Climate protesters outside Lloyds of London

Campaign group Insure Our Future today staged a protest outside insurance market Lloyd’s of London, demanding the market “wash its hands” of coal and tar sands. The protest saw campaigners welcome employees back to the insurance marketplace after its temporary closure due to the coronavirus pandemic.

Since 2017, 19 global insurers have restricted insurance for and investments in coal and tar sands. Meanwhile, Lloyd’s has stepped in to cover various controversial fossil fuel projects – including the proposed Adani Carmichael coal mine in Australia, the Trans Mountain tar sands pipeline in Canada, and reinsurance for Polish coal mines.

Campaigners have criticised Lloyd’s for failing to take meaningful action on climate change, and undermining the positive climate action of other insurers. A report by the Insure Our Future campaign in 2019 found that Lloyd’s has become the ‘insurer of last resort’ for fossil fuel projects.

In November 2017, Lloyd’s adopted a policy to restrict investments in coal. But campaigners and climate groups have criticised this. ClientEarth and Insure Our Future claim this covers just 2.5% of its market, and thus leaving Lloyd’s “free to continue business as usual”.

Insure our Future European coordinator Lindsay Keenan said:

Lloyd’s needs to act on the science, follow other leading insurers and stop providing the insurance cover that supports and enables climate destroying coal and tar sands projects. Lloyd’s has both a moral imperative and a long-term self interest to act as society’s risk manager and stop being a stain on the European insurance industry.

Spokesperson for the Stop Adani Carrie Tsai campaign echoed this:

Lloyd’s must refuse insurance for Adani’s deeply unpopular and environmentally destructive Carmichael coal project. Lloyd’s needs to act on the climate crisis, not act as the last refuge for climate wreckers like Adani to secure insurance. Insurers who associate with Adani’s toxic brand cause massive damage to their reputation.

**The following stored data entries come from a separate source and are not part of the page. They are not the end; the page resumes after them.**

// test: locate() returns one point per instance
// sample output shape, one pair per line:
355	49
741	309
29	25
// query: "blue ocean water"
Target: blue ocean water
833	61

A coalition of 140 groups representing 24 million people wrote to Lloyd’s urging it not to renew its insurance for the Trans Mountain pipeline due to its contribution to the climate crisis, Indigenous rights violations and environmental justice concerns. The existing policy expired on August 31.

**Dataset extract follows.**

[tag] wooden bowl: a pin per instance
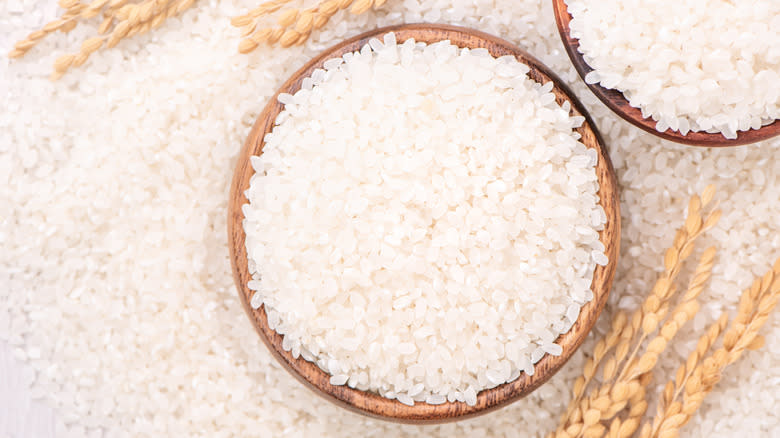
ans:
(369, 403)
(618, 103)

Secretary-Treasurer of the Union of British Columbia Indian Chiefs and Chief of the Neskonlith Indian Band Kukpi7 Judy Wilson said:

Trans Mountain put in the existing line without the consent of impacted First Nations and we have said ‘no’ countless times to the proposed expansion. As Indigenous peoples, we are stewards of our lands and waters. We have jurisdiction over activities that happen in our territories, and we don’t want them ruined by oil spills. We will continue to advocate against the insurers, like Lloyd’s, that continue to back the Trans Mountain pipeline and its expansion, and call on all insurance companies to adopt policies on respecting Indigenous rights and title and limiting the impacts of climate change.